It is always fun to get back on site after a couple of days off work. SharePoint 2010 is like an annoying little critter, if you’re not there to cuddle with it it will do the most strange things.
I currently have a support case open regarding some issues with crawled properties (I hope that will be another story to tell another day) and went into the Search Service Application admin pages in Central Admin to check some things. When poking around I noticed that the incremental crawl hasn’t been run for a few days - actually it stopped working on the 31st of December last year (sounds like ages ago now :-). In this farm we have three Search Service Applications and only this one hadn’t been incrementally crawled - the other two worked just fine. I fired up an incremental crawl manually and that worked, waited for the next incremental crawl to start - and it didn’t. Also tried a full crawl manually - which worked fine, but the scheduled crawls never started.
I searched through the trace logs and event logs and found nothing that I didn’t expect to see.
I tried to Synchronize() the Search Service Instances - which I’ve previously done when similar stuff happened by running some PowerShell snippets on the servers in the farm. Nothing happened!
Ok, what is actually triggering the incremental crawls then? It is triggered by timer jobs called Indexing Schedule Manager on XXX, and there is one job per server. In this case we have two servers running search and I took a look at them and noticed that one of these jobs hadn’t been run since the last scheduled crawl - while the other one had been running all the time (every 5 minutes).
I tried starting the timer job both through the Central Admin web UI and through PowerShell -but it just refused to start. Now this is strange! Now I took a look at the Timer Job History on this specific server and noticed that no timer jobs had been executed on that specific machine since that time when the scheduled crawl last was executed. Thankfully the trace logs were there and I could see that just after 2:00 AM on the 31st of December the Timer Service stopped working (no references to owstimer.exe at all since then). There’s no warning or error or nothing that indicates that it would have stopped working (and the sptimerv4 service was still running on the machine). The only thing in there was a warning about a Forefront conflict. Nevertheless I needed to get it working and currently don’t have time to spend on why this happened (if it happens again, then let’s dig deeper).

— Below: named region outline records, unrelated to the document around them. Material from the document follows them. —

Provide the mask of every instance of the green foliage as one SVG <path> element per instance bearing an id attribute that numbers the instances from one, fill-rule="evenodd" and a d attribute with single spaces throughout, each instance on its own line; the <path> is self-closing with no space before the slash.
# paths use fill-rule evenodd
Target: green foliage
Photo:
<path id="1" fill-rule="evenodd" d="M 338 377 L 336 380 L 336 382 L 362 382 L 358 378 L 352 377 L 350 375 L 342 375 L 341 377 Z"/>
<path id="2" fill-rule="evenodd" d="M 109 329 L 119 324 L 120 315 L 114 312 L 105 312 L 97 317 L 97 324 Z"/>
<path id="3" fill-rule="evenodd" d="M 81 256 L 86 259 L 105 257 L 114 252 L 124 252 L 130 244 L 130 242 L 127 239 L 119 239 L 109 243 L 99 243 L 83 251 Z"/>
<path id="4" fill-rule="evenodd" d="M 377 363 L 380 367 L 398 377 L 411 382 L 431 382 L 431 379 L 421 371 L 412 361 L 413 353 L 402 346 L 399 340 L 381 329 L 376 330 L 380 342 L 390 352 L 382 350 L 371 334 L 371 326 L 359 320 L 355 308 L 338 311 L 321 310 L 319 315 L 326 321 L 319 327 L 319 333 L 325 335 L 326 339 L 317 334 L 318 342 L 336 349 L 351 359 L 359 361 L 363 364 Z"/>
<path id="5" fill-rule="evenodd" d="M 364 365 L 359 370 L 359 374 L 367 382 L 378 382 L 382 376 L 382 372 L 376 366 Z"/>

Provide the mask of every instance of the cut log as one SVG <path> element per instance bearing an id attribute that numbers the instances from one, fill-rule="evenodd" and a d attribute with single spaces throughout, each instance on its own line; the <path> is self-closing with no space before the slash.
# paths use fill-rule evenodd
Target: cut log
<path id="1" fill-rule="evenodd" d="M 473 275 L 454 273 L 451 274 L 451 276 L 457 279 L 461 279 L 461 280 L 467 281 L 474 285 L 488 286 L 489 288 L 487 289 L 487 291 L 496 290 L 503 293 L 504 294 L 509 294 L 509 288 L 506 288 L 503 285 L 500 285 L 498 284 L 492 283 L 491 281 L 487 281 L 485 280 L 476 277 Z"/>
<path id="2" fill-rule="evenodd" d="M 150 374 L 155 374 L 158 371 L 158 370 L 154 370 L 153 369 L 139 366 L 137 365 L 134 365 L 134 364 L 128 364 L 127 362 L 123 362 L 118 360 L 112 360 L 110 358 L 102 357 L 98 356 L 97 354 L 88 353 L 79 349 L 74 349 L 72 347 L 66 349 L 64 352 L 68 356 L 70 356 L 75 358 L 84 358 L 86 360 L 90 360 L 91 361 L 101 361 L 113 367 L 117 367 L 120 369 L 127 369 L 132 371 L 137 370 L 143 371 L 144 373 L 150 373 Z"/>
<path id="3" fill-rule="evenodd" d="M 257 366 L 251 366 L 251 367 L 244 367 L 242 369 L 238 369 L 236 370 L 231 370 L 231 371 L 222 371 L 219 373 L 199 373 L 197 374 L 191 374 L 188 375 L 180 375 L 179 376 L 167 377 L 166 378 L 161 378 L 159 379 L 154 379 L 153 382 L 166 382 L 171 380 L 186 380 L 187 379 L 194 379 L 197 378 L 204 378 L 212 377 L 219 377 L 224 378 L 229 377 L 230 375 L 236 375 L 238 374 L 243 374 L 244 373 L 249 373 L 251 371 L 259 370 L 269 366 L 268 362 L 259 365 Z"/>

I tried to do a restart-service sptimerv4 on the failing machine, without luck, it couldn’t be gracefully shut down. So I actually had to kill the owstimer.exe process and then start the timer service.
Once the timer service was killed and started everything spun up and the incremental crawled kicked in after a couple of minutes and have been working perfect since then.
Interesting thing here was that I did not see any early warning signs, errors in the logs or similar, and the only way we found out that the Timer process had gone into a stale state was that the scheduled crawl for ONE of the Search Service Applications was not running.